Things have seemed so hectic lately that it's nice to slow down. Craft Saturday went really well and was a lot of fun - Erin and I would definitely like to do it again. Here are some shots from that day... although the best part of the whole thing might have been our dinner at the Royal Mile afterwards. We were starving by the end of the day and a cheeseburger never tasted so good.
I've been working on rock placecards for my niece's Bat Mitzvah in Chicago next month. I love seeing them all piled up together. We're excited for our trip to visit the Chicago 'burbs soon.

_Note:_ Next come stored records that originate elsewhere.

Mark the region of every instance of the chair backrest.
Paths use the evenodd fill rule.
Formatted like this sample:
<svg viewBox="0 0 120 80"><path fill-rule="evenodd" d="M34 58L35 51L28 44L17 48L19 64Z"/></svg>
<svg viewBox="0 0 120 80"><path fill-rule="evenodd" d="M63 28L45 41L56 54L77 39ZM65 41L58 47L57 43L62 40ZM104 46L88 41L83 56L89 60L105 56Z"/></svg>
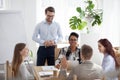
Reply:
<svg viewBox="0 0 120 80"><path fill-rule="evenodd" d="M12 71L12 66L9 61L6 61L6 80L12 80L14 77L14 72Z"/></svg>

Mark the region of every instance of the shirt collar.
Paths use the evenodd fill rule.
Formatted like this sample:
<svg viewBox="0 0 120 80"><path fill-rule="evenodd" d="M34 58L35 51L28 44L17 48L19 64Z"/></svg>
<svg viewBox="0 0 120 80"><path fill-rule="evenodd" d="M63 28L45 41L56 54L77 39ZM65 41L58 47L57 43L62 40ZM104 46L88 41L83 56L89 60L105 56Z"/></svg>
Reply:
<svg viewBox="0 0 120 80"><path fill-rule="evenodd" d="M48 24L47 21L46 21L46 19L45 19L43 22L44 22L44 24ZM53 23L53 22L54 22L54 21L52 21L52 23ZM51 24L52 24L52 23L51 23Z"/></svg>

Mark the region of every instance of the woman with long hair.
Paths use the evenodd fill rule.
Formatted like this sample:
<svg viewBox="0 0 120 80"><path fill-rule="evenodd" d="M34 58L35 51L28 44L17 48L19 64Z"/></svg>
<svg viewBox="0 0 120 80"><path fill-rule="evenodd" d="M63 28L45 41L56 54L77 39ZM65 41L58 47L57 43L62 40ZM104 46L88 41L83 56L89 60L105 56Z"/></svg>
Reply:
<svg viewBox="0 0 120 80"><path fill-rule="evenodd" d="M104 54L102 67L106 80L118 80L116 73L120 65L116 60L111 42L108 39L100 39L98 41L98 49Z"/></svg>
<svg viewBox="0 0 120 80"><path fill-rule="evenodd" d="M14 80L29 80L34 77L28 71L24 59L28 56L29 49L25 43L18 43L14 48L12 60L12 70L14 72Z"/></svg>

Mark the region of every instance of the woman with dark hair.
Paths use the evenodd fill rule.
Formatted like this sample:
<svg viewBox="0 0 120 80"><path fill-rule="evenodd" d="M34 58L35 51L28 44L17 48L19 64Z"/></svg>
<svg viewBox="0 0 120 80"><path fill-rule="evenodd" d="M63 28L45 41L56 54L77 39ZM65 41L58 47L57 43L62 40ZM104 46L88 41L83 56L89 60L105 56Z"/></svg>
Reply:
<svg viewBox="0 0 120 80"><path fill-rule="evenodd" d="M12 60L12 70L14 72L14 80L34 80L33 75L28 71L24 59L28 56L28 48L25 43L18 43L14 48Z"/></svg>
<svg viewBox="0 0 120 80"><path fill-rule="evenodd" d="M102 67L106 80L118 80L115 73L117 73L116 70L120 65L116 61L112 44L107 39L100 39L98 41L98 49L101 53L104 54Z"/></svg>
<svg viewBox="0 0 120 80"><path fill-rule="evenodd" d="M70 61L70 63L74 62L74 65L80 63L80 61L81 61L80 49L77 46L78 45L78 37L79 37L79 35L75 32L72 32L69 35L68 40L69 40L70 46L64 47L60 50L58 59L55 61L55 65L57 68L60 68L60 62L61 62L61 58L63 55L66 57L66 59L68 61Z"/></svg>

And Lotus has been donning pigtails this past week for the first time. I feel like her hair is always in her eyes, and she looks so cute with her hair back from her face. Even though they're not the tidiest pigtails. I haven't perfected my hairstyling techniques yet, and I have to be fast to get those tiny rubber bands in before she figures out what I'm doing.
I woke up one morning a couple of weeks ago and saw the Paul Frank monkey taking a ride in Lotus' Playskool airplane with Hello Kitty and the Little People pilot - which is all Bo's doing (leftover from playtime the night before.) It made me smile - he's a really good dad and he's imaginative and silly in a way that I admire. I get caught up in enforcing her naptimes and monitoring her food intake (although I admit that I am good at making up funny songs to sing)... but this is just a reminder that sometimes I need to slow down and not take things too seriously.
I got some very sad news from a friend today and my heart goes out to her. It's so sudden... I emailed her to wish her a happy 30th b-day today, and she told me what happened. Life is fragile (and turns on you when you least expect it) and you've got to be grateful every day for the people in your life and the little things you take for granted. She's strong and I know she'll be okay, and I hope I can be a good friend to her through this even though I can't find the right words to say right now. I wish that I could provide just the right amount of comfort or do the perfect thing that would help her. Just 'being there' for her doesn't seem like enough.